For me, Shamim symbolised a journalist who never said no to a young reporter. He went out of his way to help his junior colleagues as well, something we do not see much of these days.

K T R Menon, Former chief of The Times of India News Service, Delhi: He was a reporter who had the nonchalance to borrow a pen from the mighty Mrs Gandhi when his ballpen ran dry, at a rare interview during the Emergency days. For someone who rubbed shoulders with a whole range of personalities from Raj Kapur and his ilk to PMs and Presidents he had no airs about him.
For our housing societey (Saket journalists colony, Delhi) Shamim did so much even after his health began to fail and he could hardly breathe normally.

Another journalist colleague said in recent months Shamim used to be in and out hospital so much that the end came as a relief.
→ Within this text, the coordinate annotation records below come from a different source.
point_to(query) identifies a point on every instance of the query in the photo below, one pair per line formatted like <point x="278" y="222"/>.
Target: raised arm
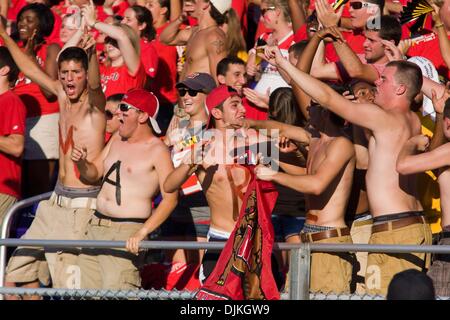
<point x="172" y="35"/>
<point x="131" y="56"/>
<point x="163" y="167"/>
<point x="359" y="114"/>
<point x="298" y="16"/>
<point x="291" y="132"/>
<point x="216" y="50"/>
<point x="28" y="67"/>
<point x="340" y="152"/>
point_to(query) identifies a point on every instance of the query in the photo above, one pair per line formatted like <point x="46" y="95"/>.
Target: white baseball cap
<point x="221" y="5"/>
<point x="429" y="71"/>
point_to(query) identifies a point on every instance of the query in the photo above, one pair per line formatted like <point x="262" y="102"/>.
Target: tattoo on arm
<point x="115" y="167"/>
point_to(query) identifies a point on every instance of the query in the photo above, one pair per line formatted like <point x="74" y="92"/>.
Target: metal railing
<point x="300" y="256"/>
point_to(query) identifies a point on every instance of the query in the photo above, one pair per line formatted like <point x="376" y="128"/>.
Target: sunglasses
<point x="124" y="107"/>
<point x="264" y="11"/>
<point x="109" y="115"/>
<point x="358" y="5"/>
<point x="182" y="92"/>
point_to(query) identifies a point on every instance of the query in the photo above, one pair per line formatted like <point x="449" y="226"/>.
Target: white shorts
<point x="41" y="138"/>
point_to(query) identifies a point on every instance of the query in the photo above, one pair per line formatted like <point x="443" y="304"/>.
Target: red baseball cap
<point x="218" y="95"/>
<point x="145" y="101"/>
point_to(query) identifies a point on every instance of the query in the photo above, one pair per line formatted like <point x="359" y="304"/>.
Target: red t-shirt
<point x="30" y="93"/>
<point x="12" y="121"/>
<point x="163" y="86"/>
<point x="149" y="57"/>
<point x="253" y="112"/>
<point x="431" y="51"/>
<point x="14" y="7"/>
<point x="119" y="80"/>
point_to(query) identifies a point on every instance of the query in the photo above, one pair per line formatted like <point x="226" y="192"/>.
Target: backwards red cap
<point x="145" y="101"/>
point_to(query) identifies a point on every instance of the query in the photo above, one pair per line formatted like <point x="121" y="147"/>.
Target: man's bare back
<point x="328" y="208"/>
<point x="388" y="191"/>
<point x="201" y="47"/>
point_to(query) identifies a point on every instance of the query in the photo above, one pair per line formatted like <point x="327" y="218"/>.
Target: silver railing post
<point x="6" y="225"/>
<point x="299" y="272"/>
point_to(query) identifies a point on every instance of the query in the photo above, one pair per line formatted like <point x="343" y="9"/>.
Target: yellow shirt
<point x="428" y="185"/>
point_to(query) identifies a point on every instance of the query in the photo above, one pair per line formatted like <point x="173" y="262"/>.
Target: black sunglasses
<point x="263" y="11"/>
<point x="109" y="115"/>
<point x="124" y="107"/>
<point x="358" y="5"/>
<point x="182" y="92"/>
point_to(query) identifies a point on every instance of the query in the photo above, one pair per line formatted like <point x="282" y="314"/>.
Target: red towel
<point x="244" y="269"/>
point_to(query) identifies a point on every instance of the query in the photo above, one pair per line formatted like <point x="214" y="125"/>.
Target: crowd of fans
<point x="110" y="104"/>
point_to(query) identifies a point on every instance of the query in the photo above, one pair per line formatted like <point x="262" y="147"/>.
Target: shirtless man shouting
<point x="82" y="121"/>
<point x="327" y="185"/>
<point x="223" y="181"/>
<point x="134" y="168"/>
<point x="397" y="212"/>
<point x="205" y="43"/>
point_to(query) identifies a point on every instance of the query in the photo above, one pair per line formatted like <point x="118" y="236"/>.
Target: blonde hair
<point x="133" y="36"/>
<point x="234" y="39"/>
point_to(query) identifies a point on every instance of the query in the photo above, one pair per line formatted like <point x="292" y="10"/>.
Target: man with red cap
<point x="224" y="182"/>
<point x="134" y="169"/>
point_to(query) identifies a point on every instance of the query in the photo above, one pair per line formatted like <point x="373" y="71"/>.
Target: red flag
<point x="244" y="268"/>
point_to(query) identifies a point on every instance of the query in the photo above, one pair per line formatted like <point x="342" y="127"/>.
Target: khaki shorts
<point x="382" y="267"/>
<point x="360" y="233"/>
<point x="331" y="272"/>
<point x="6" y="202"/>
<point x="41" y="137"/>
<point x="52" y="222"/>
<point x="110" y="268"/>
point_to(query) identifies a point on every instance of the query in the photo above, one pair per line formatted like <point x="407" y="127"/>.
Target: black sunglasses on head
<point x="182" y="92"/>
<point x="124" y="107"/>
<point x="358" y="5"/>
<point x="109" y="115"/>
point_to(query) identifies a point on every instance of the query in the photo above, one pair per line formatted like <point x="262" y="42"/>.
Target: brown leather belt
<point x="317" y="236"/>
<point x="397" y="224"/>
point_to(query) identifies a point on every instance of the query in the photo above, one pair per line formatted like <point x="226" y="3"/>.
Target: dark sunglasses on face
<point x="109" y="115"/>
<point x="123" y="107"/>
<point x="358" y="5"/>
<point x="182" y="92"/>
<point x="263" y="11"/>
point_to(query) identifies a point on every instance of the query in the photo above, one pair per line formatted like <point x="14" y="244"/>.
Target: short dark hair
<point x="379" y="3"/>
<point x="115" y="97"/>
<point x="223" y="65"/>
<point x="74" y="54"/>
<point x="411" y="284"/>
<point x="390" y="29"/>
<point x="143" y="15"/>
<point x="216" y="15"/>
<point x="7" y="60"/>
<point x="46" y="20"/>
<point x="298" y="47"/>
<point x="447" y="109"/>
<point x="409" y="74"/>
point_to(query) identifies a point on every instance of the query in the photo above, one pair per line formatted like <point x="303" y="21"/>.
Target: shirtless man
<point x="205" y="44"/>
<point x="134" y="169"/>
<point x="397" y="212"/>
<point x="82" y="120"/>
<point x="326" y="185"/>
<point x="224" y="183"/>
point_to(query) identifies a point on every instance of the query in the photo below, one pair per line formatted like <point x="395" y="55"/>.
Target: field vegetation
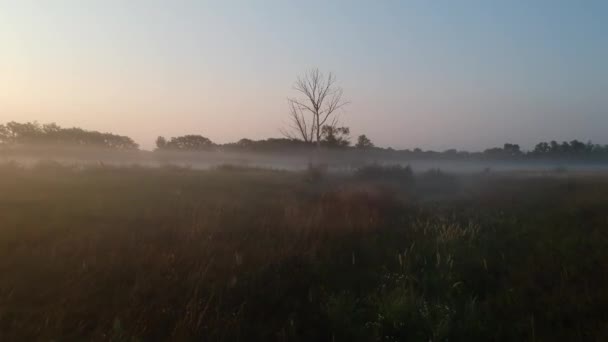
<point x="244" y="254"/>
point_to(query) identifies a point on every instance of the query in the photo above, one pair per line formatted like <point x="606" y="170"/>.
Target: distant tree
<point x="161" y="143"/>
<point x="320" y="99"/>
<point x="542" y="148"/>
<point x="245" y="143"/>
<point x="363" y="142"/>
<point x="52" y="134"/>
<point x="335" y="136"/>
<point x="189" y="142"/>
<point x="512" y="150"/>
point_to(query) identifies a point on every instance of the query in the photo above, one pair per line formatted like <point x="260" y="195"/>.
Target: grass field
<point x="138" y="254"/>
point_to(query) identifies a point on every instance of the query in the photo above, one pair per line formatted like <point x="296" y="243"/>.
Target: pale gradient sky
<point x="430" y="74"/>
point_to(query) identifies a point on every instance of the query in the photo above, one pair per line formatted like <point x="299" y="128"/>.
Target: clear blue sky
<point x="430" y="74"/>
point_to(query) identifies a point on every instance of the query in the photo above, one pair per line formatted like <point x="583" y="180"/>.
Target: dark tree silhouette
<point x="32" y="133"/>
<point x="189" y="142"/>
<point x="318" y="105"/>
<point x="161" y="143"/>
<point x="335" y="136"/>
<point x="363" y="142"/>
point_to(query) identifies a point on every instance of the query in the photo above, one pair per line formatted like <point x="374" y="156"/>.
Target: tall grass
<point x="135" y="254"/>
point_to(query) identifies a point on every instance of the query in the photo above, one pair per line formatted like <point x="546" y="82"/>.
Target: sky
<point x="430" y="74"/>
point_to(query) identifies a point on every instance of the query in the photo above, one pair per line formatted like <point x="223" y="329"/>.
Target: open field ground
<point x="233" y="254"/>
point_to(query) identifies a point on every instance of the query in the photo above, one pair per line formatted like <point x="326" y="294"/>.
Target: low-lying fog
<point x="335" y="161"/>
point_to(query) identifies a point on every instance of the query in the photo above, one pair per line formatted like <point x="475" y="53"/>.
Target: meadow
<point x="242" y="254"/>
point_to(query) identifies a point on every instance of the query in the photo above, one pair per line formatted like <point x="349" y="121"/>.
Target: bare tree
<point x="318" y="105"/>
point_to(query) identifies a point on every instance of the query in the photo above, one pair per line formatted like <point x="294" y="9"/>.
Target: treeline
<point x="333" y="138"/>
<point x="33" y="133"/>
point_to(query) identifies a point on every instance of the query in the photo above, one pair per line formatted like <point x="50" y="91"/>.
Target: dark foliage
<point x="32" y="133"/>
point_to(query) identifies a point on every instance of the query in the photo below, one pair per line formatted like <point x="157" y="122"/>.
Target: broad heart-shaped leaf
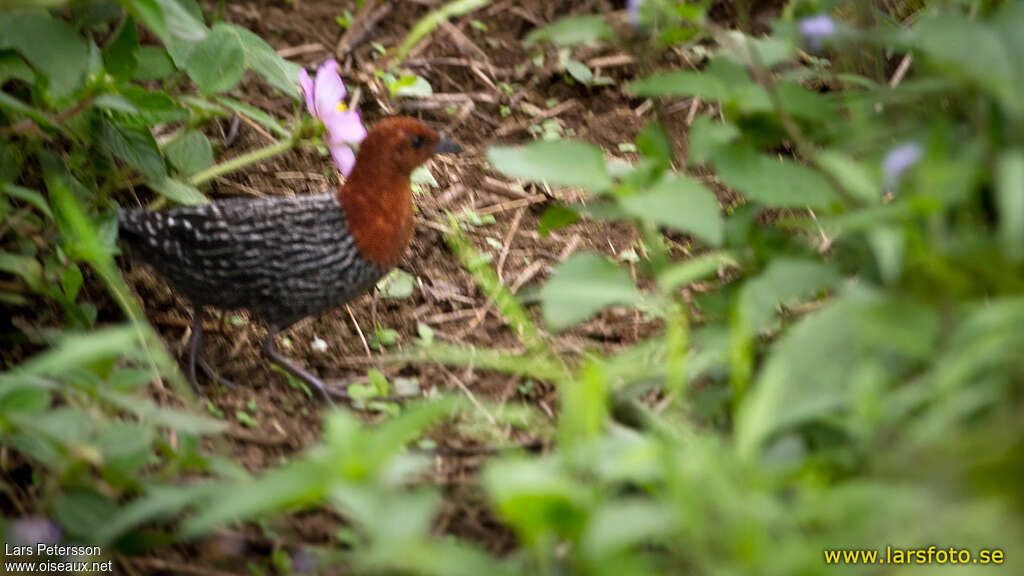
<point x="150" y="13"/>
<point x="217" y="64"/>
<point x="50" y="45"/>
<point x="121" y="53"/>
<point x="154" y="64"/>
<point x="828" y="357"/>
<point x="280" y="73"/>
<point x="179" y="192"/>
<point x="572" y="30"/>
<point x="681" y="203"/>
<point x="582" y="286"/>
<point x="1010" y="198"/>
<point x="566" y="163"/>
<point x="189" y="153"/>
<point x="772" y="181"/>
<point x="133" y="146"/>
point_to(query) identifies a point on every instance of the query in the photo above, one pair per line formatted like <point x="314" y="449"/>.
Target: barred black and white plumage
<point x="284" y="258"/>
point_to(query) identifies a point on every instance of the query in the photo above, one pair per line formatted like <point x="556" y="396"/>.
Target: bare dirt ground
<point x="488" y="89"/>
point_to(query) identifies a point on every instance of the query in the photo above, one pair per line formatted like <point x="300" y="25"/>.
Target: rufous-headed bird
<point x="287" y="258"/>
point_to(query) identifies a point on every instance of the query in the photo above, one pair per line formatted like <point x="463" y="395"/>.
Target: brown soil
<point x="500" y="74"/>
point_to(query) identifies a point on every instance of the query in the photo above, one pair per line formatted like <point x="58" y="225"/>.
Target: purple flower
<point x="899" y="160"/>
<point x="33" y="530"/>
<point x="817" y="29"/>
<point x="325" y="98"/>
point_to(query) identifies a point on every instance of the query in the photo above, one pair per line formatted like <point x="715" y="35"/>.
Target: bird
<point x="285" y="258"/>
During the Emergency (1975-77)I recall Shamim was one of the few favoured journalists to have had access to high places in New Delhi; he was granted by PM and senior ministers a rare interview and was briefed by officials on the affairs of the state. Such official favours didn’t endear Shamim with his peers. Those were days when most editors were treated like doormat by the then I&B minister V C Shukla. He had this penchant for summonning them to his office for a dressing-down.It was in such socio-political environment that Shamim was appointed a director of Samachar (a news agency founded by merging PTI and UNI). Of course, he had a god-father in Md Yunus, who was close to the Nehru/Gandhi family.